(Updates with Flanagan South restart, price action)
By Nia Williams
CALGARY, Alberta, Aug 12 (Reuters) - Heavy Canadian crude
slumped to its lowest level in at least a decade on Wednesday
after Enbridge Inc ENB.TO closed two of its main pipelines in
the United States because of a leak, piling fresh misery on
Canadian oil companies that are close to producing at a loss.
Western Canada Select heavy blend crude for September
delivery last traded at $20.75 per barrel below the West Texas
Intermediate benchmark, according to Shorcan Energy brokers,
having settled at $19.80 per barrel below on Tuesday.
Earlier in the session it hit $21.75 per barrel below WTI,
the widest differential since August last year.
That pushed the outright price of Canadian heavy crude to
around $22.50 a barrel, a level at which some companies will
struggle to cover the cost of production, blending and
transportation.
It was lower than the 2008 trough of $24.62, according to
one trading source, when U.S. benchmark crude plunged to $32 a
barrel as a result of the global financial crisis.
Enbridge shut down its Flanagan South and Spearhead
pipelines in the U.S. Midwest late on Tuesday. ID:nL1N10N1EZ
The company said it expects to restart the 600,000 barrel
per day Flanagan South line later on Wednesday or on Thursday,
but it did not know how long the adjacent Spearhead line would
remain shut.
The pipelines, which have a combined capacity of nearly
800,000 bpd, carry crude to the U.S. oil futures hub of Cushing,
Oklahoma, and are two of the main conduits linking Alberta's oil
sands to refineries on the U.S. Gulf Coast.
The shutdown means crude could get bottlenecked in Alberta,
putting further pressure on heavy prices which were already
being offered lower after BP Plc's BP.L Whiting, Indiana,
refinery suffered damage over the weekend that could take one to
two months to repair.
Whiting is one of the biggest consumers of heavy Canadian
crude and the reduced demand comes at a time when oil sands
production, in particular from Imperial Oil's IMO.TO Kearl oil
sands project in northern Alberta, is ramping up rapidly.
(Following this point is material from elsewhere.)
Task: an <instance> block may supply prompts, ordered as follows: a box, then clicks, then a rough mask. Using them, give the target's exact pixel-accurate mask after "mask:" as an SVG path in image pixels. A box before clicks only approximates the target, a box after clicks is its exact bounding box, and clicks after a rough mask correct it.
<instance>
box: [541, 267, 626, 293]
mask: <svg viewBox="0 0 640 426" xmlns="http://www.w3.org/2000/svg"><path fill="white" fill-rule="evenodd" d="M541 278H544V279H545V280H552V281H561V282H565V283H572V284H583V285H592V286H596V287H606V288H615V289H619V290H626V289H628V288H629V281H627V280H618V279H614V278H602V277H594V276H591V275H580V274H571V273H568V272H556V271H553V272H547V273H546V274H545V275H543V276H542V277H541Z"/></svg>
"This will further weigh on Canadian differentials following
the unplanned BP Whiting outage and heavy PADD 2 maintenance
starting in September," said Dominic Haywood, an analyst with
Energy Aspects.
Traders in Calgary described the latest price drop as
"horrible", and said many were anticipating mid-month
apportionment rationing the volume of crude each shipper can put
on Enbridge lines.
Flanagan South and Spearhead also transport light and sweet
crude and traders said they expected an impact on those grades
too.
Light synthetic crude from the oil sands for September
delivery last traded at $5.15 a barrel below WTI. It settled at
$4.30 per barrel below the benchmark on Tuesday.